There are three typical, and obvious, things people focus on when they have an interview:
- Knowledge about the company.
- What they will say when answering questions.
- What to wear.
All of these three are important. However, there’s a fourth consideration which often gets left out: what impact are you making? By impact, I mean what impression are you creating and leaving through everything you do, say, wear, don’t do, don’t say and don’t wear.
Let’s look at this in more depth.
Making the right impact at interview – moving beyond the obvious
Impact means clearly communicating what you need to whilst also giving the interviewer(s) an idea of who you are, so they can decide if you are a good fit for the role.
When I help my clients prepare for job interviews, we consider and plan for five key elements that make up your impact at interview.
- Immediate impact
Begin by considering the impression you make on someone from the minute they see you, whether that’s on the computer screen or waiting in a reception area or the minute you walk through the door.
- Do you make the best of that first impression?
- What you are looking to convey e.g. energy level, interest (whilst not being over keen)?
- What can you do, say and look like to convey that impression?
Remember some ‘small talk’ at the start will make the whole experience easier – hopefully they will initiate, but if not, have some questions/comments in mind, ready to use and which are in line with the overall first impression you wish to create.
This might sound obvious but it’s a common mistake. A combination of nerves, a keenness to get your answers over, and possibly weak listening skills in the first place, can lead to poor listening.
Working with even a very senior client of mine, when we did a mock interview, I found she didn’t let me finish my questions. She cut me off half way and started answering. This made her look overly keen and nervous, whilst also provoked the concern ‘Do they never listen?’ It showed the importance of mock interviews in picking up things like this.
What can you do? Slow down and listen. Make sure you hear the question fully – after all you want to answer the right question. If necessary, take a few seconds to consider your answer. This is much better than delivering the wrong or a ‘pat’ answer.
- Own your space
You need to look like you are in control of the space around you, rather than shrinking in it or dominating it.
The common mistakes I see people make are:
- making themselves too ‘narrow’ (e.g. arms brought in tight, legs closed tightly together)and therefore nervous looking in the chair
- taking up too much space (e.g. legs wide open, arms falling out of the sides of the chair) and therefore looking domineering
- not realising that they are on a chair with wheels so every time they move when they speak they are creating a swaying effect.
Your goal is to comfortably own your space, looking relaxed but alert, with your body well positioned in the chair.
And what about virtual interviews?
If you’re being interviewed virtually, think about the proportion of you versus screen and what is seen of you.
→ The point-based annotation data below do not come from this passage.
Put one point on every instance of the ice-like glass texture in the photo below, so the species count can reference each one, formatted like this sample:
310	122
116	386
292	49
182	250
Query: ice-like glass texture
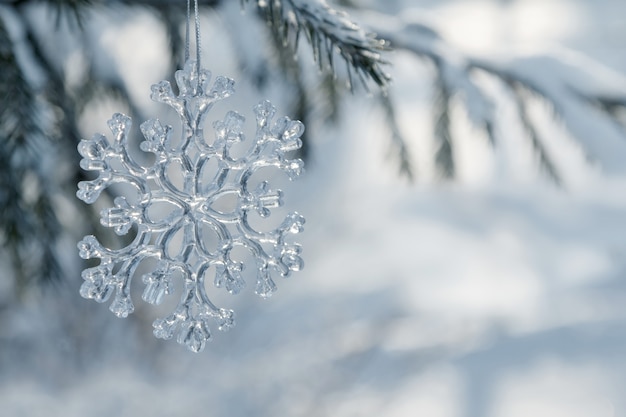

You want to be in the middle of the screen with some space around you.
- Structure your answers carefully
I work with my clients on this in detail. The essential is that you provide the right amount of context, so you create a ‘story’ the interviewer can follow whilst also emphasising what you did, your skills and the outcome. Too much context looks unstructured, too little leaves them puzzled and not always understanding what you are trying to tell them.
- Leave well
What is the last impression you want to leave? Consider carefully the questions you ask at the end of the interview and ask some, even if not invited to. Finally, determine what you want your last impact on the interviewer to be. What do you want them to associate with you afterwards? How can you create that impact?
When I prepare my clients for job interviews, we always think beyond the obvious and spend as much time on the impact they create, as we do on their answers.